LEDで高齢者の安否確認 半田・岩滑、民家に設置
2013年05月19日中日新聞
半田市の自治区「岩滑区」などが今月、高齢者だけで暮らす世帯など区内の民家六軒の軒先に、住人の安否を光の色で周囲に知らせる発光ダイオード(LED)を設置した。今後は対象世帯を増やし、住民同士がさりげなく互いを見守る関係の構築を目指す。
LEDの色は、室内のスイッチで青とオレンジ色に切り替えられる。「日中は青、夜間はオレンジ色を住人がともす」と取り決め、近くの複数の世帯で互いに色を確認し合う。色が変わらない場合、その世帯の安否を確認する。
一連のシステムは、京都市東山区の先進事業を参考に、防犯機器メーカーの協力を得て開発。愛称は、地元出身の童話作家・新美南吉の代表作「ごんぎつね」にちなみ、「ごんの灯(あか)り」と名付けた。
LEDの後ろに白色の板を取り付け、光が反射して明るく見える工夫もした。機器の代金と設置費は当面無料で、LEDの点灯にかかる電気代は月額八十円ほど。実際に設置した高齢者からは「見守られているという安心感がある」との喜びの声が上がっている。

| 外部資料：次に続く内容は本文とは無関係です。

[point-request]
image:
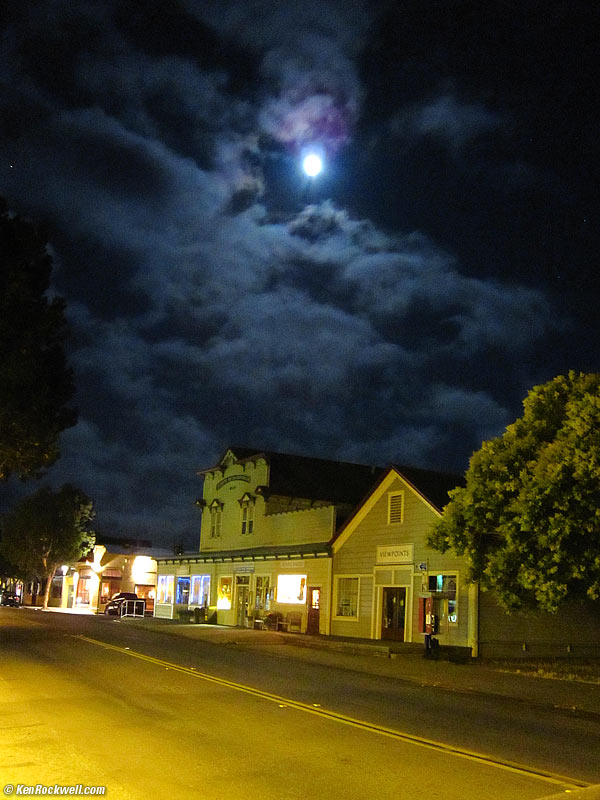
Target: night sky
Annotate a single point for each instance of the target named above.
(397, 307)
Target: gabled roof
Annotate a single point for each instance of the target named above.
(432, 485)
(313, 478)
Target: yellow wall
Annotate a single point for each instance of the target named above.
(356, 555)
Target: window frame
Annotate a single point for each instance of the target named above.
(442, 596)
(391, 497)
(216, 519)
(203, 579)
(168, 592)
(336, 598)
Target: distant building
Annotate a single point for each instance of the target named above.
(332, 548)
(113, 565)
(268, 520)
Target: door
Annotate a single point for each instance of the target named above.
(393, 613)
(242, 607)
(314, 610)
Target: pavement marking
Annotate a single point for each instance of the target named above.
(285, 702)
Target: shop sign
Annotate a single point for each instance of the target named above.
(395, 553)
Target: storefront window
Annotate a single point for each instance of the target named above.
(200, 591)
(224, 593)
(346, 603)
(182, 595)
(445, 597)
(216, 509)
(83, 591)
(108, 588)
(291, 589)
(166, 585)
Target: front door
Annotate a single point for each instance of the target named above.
(242, 607)
(314, 610)
(393, 613)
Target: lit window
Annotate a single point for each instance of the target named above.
(224, 593)
(346, 602)
(291, 589)
(216, 514)
(395, 507)
(262, 599)
(182, 594)
(445, 596)
(247, 514)
(166, 584)
(200, 590)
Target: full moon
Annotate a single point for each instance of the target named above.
(312, 164)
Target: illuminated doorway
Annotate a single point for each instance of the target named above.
(314, 610)
(393, 613)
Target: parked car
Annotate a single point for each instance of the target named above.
(7, 599)
(113, 607)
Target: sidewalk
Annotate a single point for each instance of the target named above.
(407, 665)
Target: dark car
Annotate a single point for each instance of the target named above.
(114, 604)
(7, 599)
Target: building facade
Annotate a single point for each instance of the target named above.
(387, 583)
(115, 565)
(268, 520)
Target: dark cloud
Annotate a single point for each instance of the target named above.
(211, 301)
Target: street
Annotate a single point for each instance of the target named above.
(94, 701)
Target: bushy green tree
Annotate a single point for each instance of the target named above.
(529, 515)
(36, 385)
(48, 529)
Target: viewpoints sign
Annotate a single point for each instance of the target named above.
(395, 553)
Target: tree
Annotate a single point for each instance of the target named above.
(36, 384)
(529, 515)
(48, 529)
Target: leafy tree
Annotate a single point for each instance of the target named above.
(529, 516)
(48, 529)
(36, 384)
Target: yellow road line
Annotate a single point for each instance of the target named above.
(419, 741)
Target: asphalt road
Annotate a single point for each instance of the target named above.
(170, 717)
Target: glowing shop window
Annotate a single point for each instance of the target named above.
(291, 589)
(166, 587)
(224, 593)
(443, 588)
(182, 595)
(200, 594)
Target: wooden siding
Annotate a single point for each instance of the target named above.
(574, 631)
(358, 556)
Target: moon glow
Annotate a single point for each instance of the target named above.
(312, 164)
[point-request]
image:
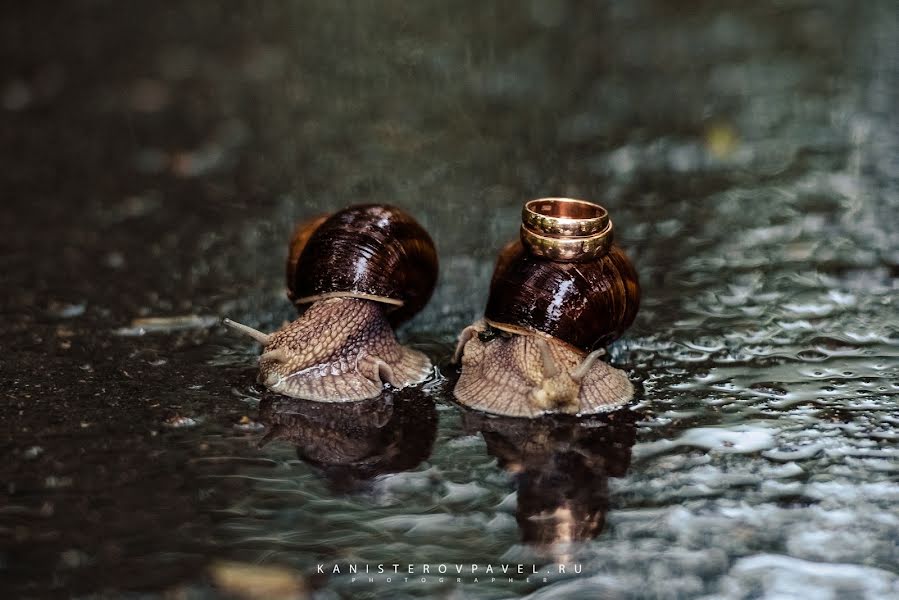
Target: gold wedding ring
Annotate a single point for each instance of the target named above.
(566, 229)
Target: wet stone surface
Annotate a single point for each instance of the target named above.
(156, 159)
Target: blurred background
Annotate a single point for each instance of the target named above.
(155, 159)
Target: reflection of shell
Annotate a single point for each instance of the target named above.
(355, 440)
(562, 466)
(584, 304)
(368, 250)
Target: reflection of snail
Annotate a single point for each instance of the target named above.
(353, 275)
(561, 466)
(557, 297)
(356, 441)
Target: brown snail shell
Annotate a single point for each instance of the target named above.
(370, 251)
(353, 275)
(555, 300)
(587, 305)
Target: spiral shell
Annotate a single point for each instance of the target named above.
(372, 251)
(587, 305)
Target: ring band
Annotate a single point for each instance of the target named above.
(568, 249)
(564, 217)
(565, 229)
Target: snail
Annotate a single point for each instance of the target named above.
(561, 467)
(558, 296)
(353, 276)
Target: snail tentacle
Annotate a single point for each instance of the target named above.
(467, 333)
(262, 338)
(550, 369)
(277, 355)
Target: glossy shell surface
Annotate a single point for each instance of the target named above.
(586, 304)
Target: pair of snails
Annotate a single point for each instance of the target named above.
(557, 297)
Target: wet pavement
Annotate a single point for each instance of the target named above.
(155, 161)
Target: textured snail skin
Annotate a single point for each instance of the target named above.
(508, 375)
(339, 350)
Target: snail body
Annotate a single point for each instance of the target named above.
(353, 276)
(547, 320)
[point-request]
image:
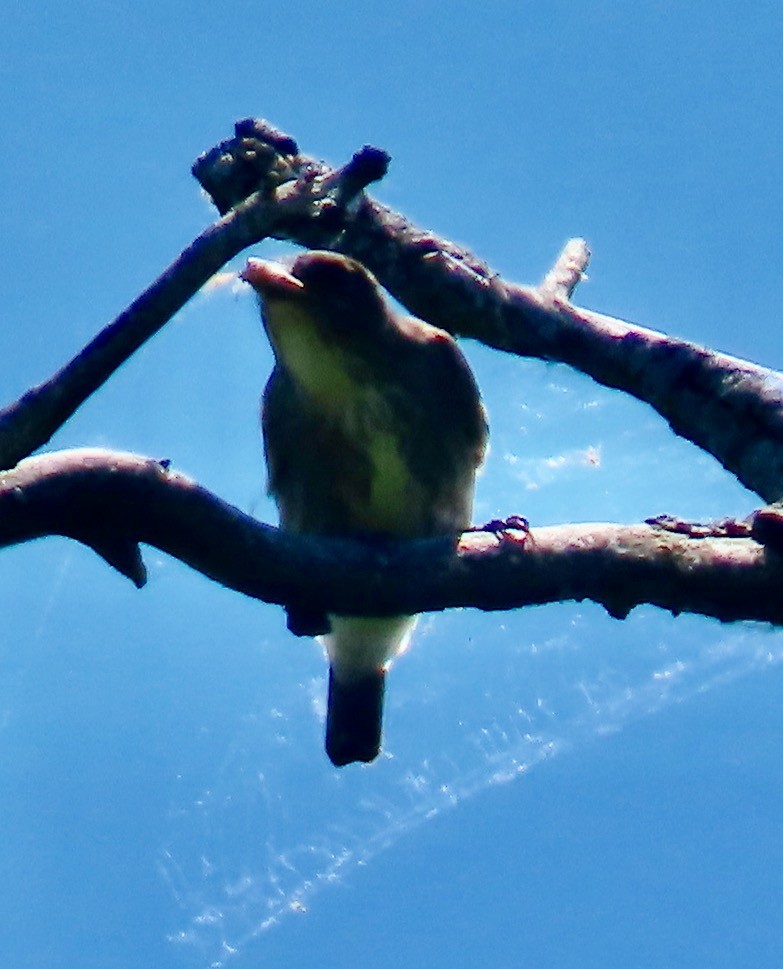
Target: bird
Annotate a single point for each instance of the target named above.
(373, 428)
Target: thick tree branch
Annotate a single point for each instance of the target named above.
(113, 501)
(265, 186)
(729, 407)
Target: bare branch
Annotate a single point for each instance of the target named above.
(304, 199)
(729, 407)
(113, 501)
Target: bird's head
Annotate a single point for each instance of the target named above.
(324, 314)
(341, 297)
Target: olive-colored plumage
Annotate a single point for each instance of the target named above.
(373, 426)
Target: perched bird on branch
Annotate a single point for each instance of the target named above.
(373, 427)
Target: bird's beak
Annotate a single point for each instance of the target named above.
(270, 278)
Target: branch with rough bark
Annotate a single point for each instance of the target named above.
(263, 186)
(111, 502)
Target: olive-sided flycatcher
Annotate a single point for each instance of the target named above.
(373, 427)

東山区の事業を発案した京都女子大家政学部の山田健司准教授(55)が十八日、岩滑区民館で講演。孤独死の防止だけでなく、住民同士の交流の活性化や犯罪抑止などにも効果があると説いた。
岩滑区参与の後藤章次さん(66)は「区の高齢化率は26%を超え、超高齢社会といえる。助成が終わっても事業を続けたい」と話している。
この事業は、日本生命財団(大阪市)の助成を受けて進める「安住のまちづくり」の一環。地元のNPO法人「りんりん」、市社会福祉協議会なども協力している。